<…> 26 минувшего месяца праздновался день рождения царевича-наследника Алексея Петровича, который некоторое время исправлял должность московского губернатора, посещает Боярскую думу и очень усердно занимается укреплениями. В этот день его высочество проводил бригаду новонабранных драгун до самой Вязьмы, города, расположенного на полпути к Смоленску.
Хотя письмо это уже и приняло необычный размер, позволю себе включить в него одно известие. 14/25 января и 14/15 февраля я имел честь сообщить вам о мятеже башкирских татар. Это богатый и многочисленный народ, живущий в богатых селениях на реке Уфе; он гораздо развитее калмыков и прочих татарских орд. Прежде, когда губернатором казанским был князь Голицын, они жили мирно, но когда к ним допустили прибыльщиков, край отягощен был притеснениями всякого рода, из которых особенно возмущало население насильственное крещение около 12 000 человек по православному обряду, и особенно выдается по наглости обложение пошлиною черных глаз – лучшего украшения местных жителей – и глаз другого цвета пропорционально тому, поскольку они отличаются от черных. К тому же несчастный народ не мог добиться никакого правосудия, пока не взялся за оружие. Теперь, после сильного побоища, мучителей удалили, а князя Голицына назначили на прежнюю должность, поручив ему притом разобрать жалобы башкир и удовлетворить их. Полагают, что эти меры скоро затушат мятеж с помощью десятитысячного войска, направленного к Казани и готового двинуться далее, в глубь башкирской земли, на освобождение городов, которые уже несколько недель держатся мятежниками в блокаде15.

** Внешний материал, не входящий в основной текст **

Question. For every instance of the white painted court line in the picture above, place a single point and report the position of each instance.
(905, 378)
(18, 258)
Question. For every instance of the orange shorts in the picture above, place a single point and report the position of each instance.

Я желал бы возможно меньше беспокоить вас своими жалобами, но ежедневно проектируются меры, до того несообразные и тяжелые для купцов и торговли, что по долгу своему перед королевой и нацией я обязан заступиться за своих соотечественников. На прошлой неделе издан приказ отобрать у чужеземцев всех русских слуг без разбора в солдаты. И это делается единственно по наущению прибыльщиков, которые обещали князю набрать 2000 рекрут из лиц, проживающих у иностранцев в немецкой слободе, хотя я могу утверждать, что здесь не найдется и четырехсот человек, пригодных для военной службы; например, у англичан только сорок восемь русских слуг, включая стариков, дворников, ночных сторожей и ребят. Это распоряжение подало повод к разным насилиям: дома обыскивались солдатами, в суматохе много вещей украдено, людей силою вытаскивали из-за саней, волокли на улицу, не обращая внимания на ливрею, со многими обращались очень грубо, многие пострадали от своеволия толпы, не сдержанной никакою властью. Короче, трудно сказать, что более возмутительно в этом деле: самое распоряжение или его выполнение. Возможно ли требовать, чтобы чужеземцы проживали здесь без прислуги для своих обыденных потребностей; разумно ли лишать людей, вывозящих ежегодно на несколько сот тысяч местного товара, платящих царю несколько тысяч долларов разных пошлин, права нанять в помощь себе нескольких незначительных подданных царя? Если бы иноземцы держали у себя лиц, по рождению обязанных военной службой или беглых, потребовать таких людей было бы справедливо, но хозяева и выдали бы их по первому письменному требованию власти, не подвергая себя оскорблениям. Я, впрочем, после долгих хлопот получил наконец от Гагарина разрешение англичанам сохранить слуг, список которых и приказал составить для передачи ему.